Suche für e-mails einen Virenscanner
Hallo heiko-russell,
keine weiteren Infos?
Ein separater „E-Mail-Virenscanner“ im klassischen Sinne, der nur E-Mails scannt, ist heutzutage nicht üblich und nicht notwendig, da die meisten modernen Sicherheitslösungen und E-Mail-Dienste bereits umfassenden Schutz bieten.
1. Der Spamfilter deines E-Mail-Anbieters:
Die meisten seriösen E-Mail-Anbieter (wie Gmail, Outlook.com, GMX, Web.de, oder dein Provider) verfügen über sehr leistungsfähige Spam- und Phishing-Filter auf ihren Servern. Diese scannen E-Mails auf bekannte Bedrohungen, bösartige Links und Spam-Merkmale, bevor sie überhaupt in deinem Posteingang landen.

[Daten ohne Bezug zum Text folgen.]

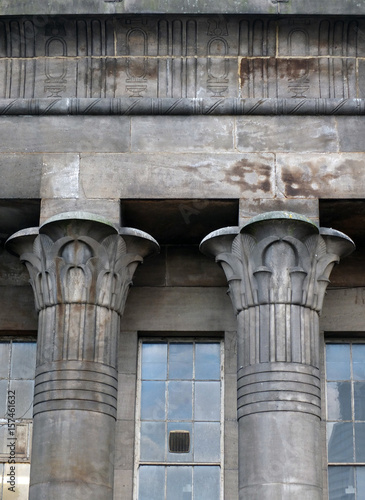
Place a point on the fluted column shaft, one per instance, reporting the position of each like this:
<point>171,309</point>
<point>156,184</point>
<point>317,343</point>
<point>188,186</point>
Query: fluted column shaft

Vorteil: Die E-Mails werden bereits gefiltert, bevor sie auf deinem Gerät ankommen.
Was du tun kannst: Stelle sicher, dass der Spamfilter deines E-Mail-Anbieters aktiviert ist und lerne, wie du unerwünschte E-Mails als Spam markieren kannst, um dem Filter beim Lernen zu helfen.

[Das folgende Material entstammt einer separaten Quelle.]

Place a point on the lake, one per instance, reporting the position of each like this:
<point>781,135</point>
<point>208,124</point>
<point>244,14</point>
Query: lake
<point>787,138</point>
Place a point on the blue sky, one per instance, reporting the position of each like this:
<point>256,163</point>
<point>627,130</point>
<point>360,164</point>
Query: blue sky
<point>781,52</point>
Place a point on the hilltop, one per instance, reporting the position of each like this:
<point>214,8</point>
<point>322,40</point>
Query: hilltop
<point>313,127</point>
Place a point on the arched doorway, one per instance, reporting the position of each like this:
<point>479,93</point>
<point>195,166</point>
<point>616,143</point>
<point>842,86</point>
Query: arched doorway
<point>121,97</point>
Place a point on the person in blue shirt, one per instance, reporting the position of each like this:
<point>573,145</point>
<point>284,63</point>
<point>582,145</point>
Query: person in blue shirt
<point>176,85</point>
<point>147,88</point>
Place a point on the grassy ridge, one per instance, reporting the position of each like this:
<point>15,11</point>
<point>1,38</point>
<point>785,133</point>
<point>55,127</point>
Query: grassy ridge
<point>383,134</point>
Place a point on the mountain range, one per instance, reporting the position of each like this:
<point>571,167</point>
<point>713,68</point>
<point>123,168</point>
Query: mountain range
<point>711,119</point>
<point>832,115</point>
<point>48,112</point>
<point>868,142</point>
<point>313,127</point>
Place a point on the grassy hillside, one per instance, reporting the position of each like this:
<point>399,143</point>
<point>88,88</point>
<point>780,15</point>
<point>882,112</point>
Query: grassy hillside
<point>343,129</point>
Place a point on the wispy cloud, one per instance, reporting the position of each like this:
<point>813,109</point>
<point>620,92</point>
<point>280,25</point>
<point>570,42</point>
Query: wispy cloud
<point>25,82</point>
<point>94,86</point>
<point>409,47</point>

2. Dein E-Mail-Programm (Client):
Moderne E-Mail-Programme wie Mozilla Thunderbird, Microsoft Outlook oder Mail (macOS) bieten oft auch eigene Sicherheitsfunktionen, wie zum Beispiel:
Warnungen vor verdächtigen Links: Sie können Links auf Phishing-Versuche überprüfen.
Blockierung externer Inhalte: Standardmäßig werden oft externe Bilder oder andere Inhalte blockiert, die zum Tracking oder zur Verbreitung von Malware verwendet werden könnten, bis du sie manuell freigibst.
Spam-Erkennung: Zusätzliche Filterfunktionen, die über die des E-Mail-Anbieters hinausgehen.
3. Dein Browser-Schutz:
Wenn du auf Links in E-Mails klickst, spielt dein Webbrowser eine wichtige Rolle. Moderne Browser (Chrome, Firefox, Edge) haben integrierte Sicherheitsfunktionen:
Phishing- und Malware-Schutz: Sie warnen dich, wenn du versuchst, eine bekannte bösartige oder Phishing-Website zu besuchen.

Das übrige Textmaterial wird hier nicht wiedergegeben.